An aggregate of 4,277,742 Options were granted, whereby each Option entitles the holder to purchase one common share of YANGAROO at $0.10, and the Options shall expire 60 months from the date of issuance.
Directors were granted 600,000 Options for services rendered to YANGAROO since July 2011, an annual equity compensation it hopes to award on a going-forward basis each fiscal year. Officers were granted the remaining 3,677,742 Options as incentive for their continued service and commitment to YANGAROO's growth.
YANGAROO is a company dedicated to digital media management. YANGAROO's patented Digital Media Distribution System (DMDS) is a leading secure B2B digital cloud based solution focused on the music and advertising industries. The DMDS solution provides more accountable, effective, and far less costly digital management of broadcast quality media via the Internet. It replaces the physical, satellite and closed network distribution and management of audio and video content, for music, music videos, and advertising to television, radio, media, retailers, and other authorized recipients. The YANGAROO Awards platform powers many of North America's major awards shows.
YANGAROO has offices in Toronto, New York, Los Angeles, and Dallas. YANGAROO trades on the TSX Venture Exchange (TSX-V) under the symbol YOO and in the U.S. under OTCBB: YOOIF.
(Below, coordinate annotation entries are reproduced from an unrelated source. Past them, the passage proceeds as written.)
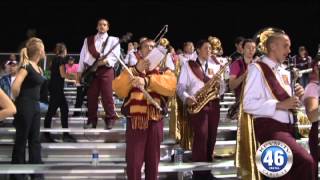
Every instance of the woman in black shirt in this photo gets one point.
(26, 90)
(56, 91)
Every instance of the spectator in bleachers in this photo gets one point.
(129, 60)
(26, 91)
(6, 81)
(303, 61)
(13, 57)
(56, 91)
(311, 102)
(71, 68)
(239, 50)
(7, 108)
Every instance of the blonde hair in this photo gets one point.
(31, 50)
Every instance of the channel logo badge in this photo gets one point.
(274, 159)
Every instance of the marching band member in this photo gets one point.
(267, 96)
(238, 72)
(102, 83)
(188, 53)
(311, 101)
(239, 50)
(144, 122)
(193, 77)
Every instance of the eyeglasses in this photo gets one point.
(11, 63)
(148, 46)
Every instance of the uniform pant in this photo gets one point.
(143, 146)
(205, 125)
(27, 124)
(101, 85)
(313, 145)
(57, 100)
(303, 165)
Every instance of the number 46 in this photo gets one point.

The statements contained in this release that are not purely historical are forward-looking statements and are subject to risks and uncertainties that could cause such statements to differ materially from actual future events or results. Such forward-looking statements are made pursuant to the safe harbor provisions of the Private Securities Litigation Reform Act of 1995. The TSX Venture Exchange does not accept responsibility for the adequacy or accuracy of this release.